I’ve taken the opportunity to get some paintwork touched up, particularly around the back hatch where I’ve recently fitted new slides to the framework. Yesterday afternoon I was sat out on the bow, polishing brasses, in my shirtsleeves!
And, of course, there's been long walks with Meg.
Derelict MV Chica
From Dutton Lock
The horse bridge over the weir stream, and the railway viaduct in the background.
We decided we’d better head back towards civilisation today, so set off back to Anderton. A bit cooler today with a fresh breeze, but still mainly sunny.
A short but enjoyable cruise above the Weaver valley, through the 2 tunnels and past the boat lift.
Beautiful setting for Bridge 204
We’d just pulled in on the visitor moorings when a boat appeared around the corner in front of us. That looks familiar…. Sue and Vic on No Problem!
Their dogs, Meg and Lucy, jumped off and immediately got involved in a melee of barks and waggy tails from our Meg.
The human greetings were a little more restrained…. but just as sincere.
They pulled in in front of us, and we swapped news, then this evening Sue and I took the dogs for a ramble around the footpaths.
They’d had a Tesco delivery at the water point, and there’s an amusing tale relating to mushrooms, but you’ll have to go to Sue’s blog to read about it…
We’re both just stopping here overnight, then going our separate ways again.
Yesterday’s online Guardian carried an article regarding the proposal to move British Waterways into the “Third Sector”. This is apparently newspeak for charitable status, which would give the organisation more flexibility in sourcing funding. With central government grants falling, something needs to be done to ensure that the waterways we have don’t fall back into the decay of the 60’s. This is one alternative that could work, with managers in charge that have the right mindset. Not just doing a job, but doing it with passion.
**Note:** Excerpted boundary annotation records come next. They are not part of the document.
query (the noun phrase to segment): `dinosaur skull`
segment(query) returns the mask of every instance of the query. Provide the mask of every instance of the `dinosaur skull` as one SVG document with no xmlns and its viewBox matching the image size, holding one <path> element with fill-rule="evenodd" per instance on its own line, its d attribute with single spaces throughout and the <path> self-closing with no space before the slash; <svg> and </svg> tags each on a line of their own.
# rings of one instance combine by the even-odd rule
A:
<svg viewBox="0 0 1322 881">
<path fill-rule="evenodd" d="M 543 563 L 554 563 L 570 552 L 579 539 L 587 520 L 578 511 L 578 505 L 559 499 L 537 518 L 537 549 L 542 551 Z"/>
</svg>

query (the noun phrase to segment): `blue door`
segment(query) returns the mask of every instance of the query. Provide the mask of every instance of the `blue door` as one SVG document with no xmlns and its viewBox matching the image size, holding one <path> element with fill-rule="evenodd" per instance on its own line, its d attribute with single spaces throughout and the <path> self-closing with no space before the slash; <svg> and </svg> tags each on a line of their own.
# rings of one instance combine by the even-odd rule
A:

Sue on NB Cosy Toes commented on my last post. The winding hole at the end of the Runcorn Arm is after the pontoons, just before the bridge. Thanks, Sue. I didn’t go that far up. My fault. Sorry if I sounded a bit down-beat about the trip. I didn’t mean to. A useful tip about the BMBC club, which we may well take advantage of in the future. And Sue, you started well, how about updating the blog?